Rhonda C.R. Burton, born in Indianapolis, Indiana grew up in Los Angeles. Mostly self-taught, she took classes and learned to paint at The Brentwood Art Center in Los Angeles and soon began teaching watercolor painting at the school. She was accepted into The National Watercolor Society, Women Painters West and several other groups. Several years later, divorced and the mother of 2 young children, she put her art career on hold and began working in management in the securities industry for a large bank.
After several decades in the corporate world, her reentry into art began with photography. As a painter and teacher of watercolor many years earlier, she painted mostly floral arrangements. In her current and most recent works, her subject matter has returned to the comfort of the garden, as it reminded her of the years she spent in the garden with her grandfather.

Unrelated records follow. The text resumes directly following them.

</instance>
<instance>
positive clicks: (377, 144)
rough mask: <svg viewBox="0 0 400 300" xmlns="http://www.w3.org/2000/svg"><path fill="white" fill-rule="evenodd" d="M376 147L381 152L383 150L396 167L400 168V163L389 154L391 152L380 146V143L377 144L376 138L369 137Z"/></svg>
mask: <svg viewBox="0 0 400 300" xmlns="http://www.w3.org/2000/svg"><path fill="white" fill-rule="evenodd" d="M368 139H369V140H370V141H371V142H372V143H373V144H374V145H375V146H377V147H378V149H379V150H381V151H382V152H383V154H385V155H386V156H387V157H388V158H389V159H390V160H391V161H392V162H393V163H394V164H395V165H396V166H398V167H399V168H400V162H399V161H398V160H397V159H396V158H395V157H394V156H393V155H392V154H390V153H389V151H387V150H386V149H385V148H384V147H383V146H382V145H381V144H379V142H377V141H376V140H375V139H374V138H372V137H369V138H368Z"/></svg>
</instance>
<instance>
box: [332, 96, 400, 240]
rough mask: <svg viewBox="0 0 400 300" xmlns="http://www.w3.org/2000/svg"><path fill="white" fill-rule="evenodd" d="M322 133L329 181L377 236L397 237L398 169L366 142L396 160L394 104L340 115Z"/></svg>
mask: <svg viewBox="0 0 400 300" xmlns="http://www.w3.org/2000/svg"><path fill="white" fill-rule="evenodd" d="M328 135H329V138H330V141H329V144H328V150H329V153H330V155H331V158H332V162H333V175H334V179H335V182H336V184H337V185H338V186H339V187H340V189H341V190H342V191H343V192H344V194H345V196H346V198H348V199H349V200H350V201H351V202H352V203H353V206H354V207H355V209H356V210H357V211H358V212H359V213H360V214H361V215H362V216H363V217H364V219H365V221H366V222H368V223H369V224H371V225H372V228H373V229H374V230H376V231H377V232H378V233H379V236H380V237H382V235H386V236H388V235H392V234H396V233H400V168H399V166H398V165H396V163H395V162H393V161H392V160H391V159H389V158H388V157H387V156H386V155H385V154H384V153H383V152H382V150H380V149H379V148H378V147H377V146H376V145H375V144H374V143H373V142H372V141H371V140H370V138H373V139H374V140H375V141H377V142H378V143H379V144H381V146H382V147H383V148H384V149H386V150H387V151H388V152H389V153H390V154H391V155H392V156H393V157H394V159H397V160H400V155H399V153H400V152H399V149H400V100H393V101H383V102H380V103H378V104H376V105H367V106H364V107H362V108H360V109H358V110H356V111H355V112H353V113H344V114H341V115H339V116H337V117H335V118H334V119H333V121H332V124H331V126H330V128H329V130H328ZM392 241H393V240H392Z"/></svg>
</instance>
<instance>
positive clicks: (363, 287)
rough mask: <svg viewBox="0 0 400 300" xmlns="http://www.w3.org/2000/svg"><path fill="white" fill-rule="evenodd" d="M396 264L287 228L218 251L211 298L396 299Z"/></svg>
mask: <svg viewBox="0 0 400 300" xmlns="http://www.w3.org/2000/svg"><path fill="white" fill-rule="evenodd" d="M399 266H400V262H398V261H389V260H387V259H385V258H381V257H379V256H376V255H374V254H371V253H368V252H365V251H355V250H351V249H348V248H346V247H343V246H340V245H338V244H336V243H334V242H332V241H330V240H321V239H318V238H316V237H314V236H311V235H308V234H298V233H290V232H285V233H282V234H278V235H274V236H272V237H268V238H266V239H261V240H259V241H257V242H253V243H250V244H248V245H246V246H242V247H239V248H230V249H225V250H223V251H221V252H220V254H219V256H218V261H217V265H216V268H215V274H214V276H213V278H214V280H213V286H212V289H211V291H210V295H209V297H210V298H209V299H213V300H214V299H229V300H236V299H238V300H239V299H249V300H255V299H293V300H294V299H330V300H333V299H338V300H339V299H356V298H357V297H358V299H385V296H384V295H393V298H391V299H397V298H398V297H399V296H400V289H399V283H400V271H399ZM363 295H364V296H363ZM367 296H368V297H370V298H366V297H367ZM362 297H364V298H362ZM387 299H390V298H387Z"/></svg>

Her subject matter while still floral, were photographic images printed on acrylic sheets and backed with a brushed aluminum. This gave a very contemporary and often a textured look to her work. She began to show her work again with local art groups and in galleries. In 2017 the First Place prize in the Photo, Digital & Cartoon Category was awarded to her “Pink & Blue Succulent” from the Pacific Art Guild in Los Angeles. After experiencing some very serious health issues in 2018, she is focusing again on creating art. Her work was accepted and was a finalist in both the Annual Skies Exhibition as well as in the Leaves & Petals Fusion Art Exhibition.
Early in 2019, she joined The Brittany Davis Gallery in Ojai, CA. She has participated in a number of group shows at the gallery and was a featured artist in September that year. At the end of last year her work began to change again, while her imagery remained the same, her photographs are now printed on archival fine art paper and hand embellished with color pencil, mounted on painted wooden panels and covered with acrylic. She is also experimenting with adding various sizes of the same image set at different angles, often times reflecting the growth of the plant.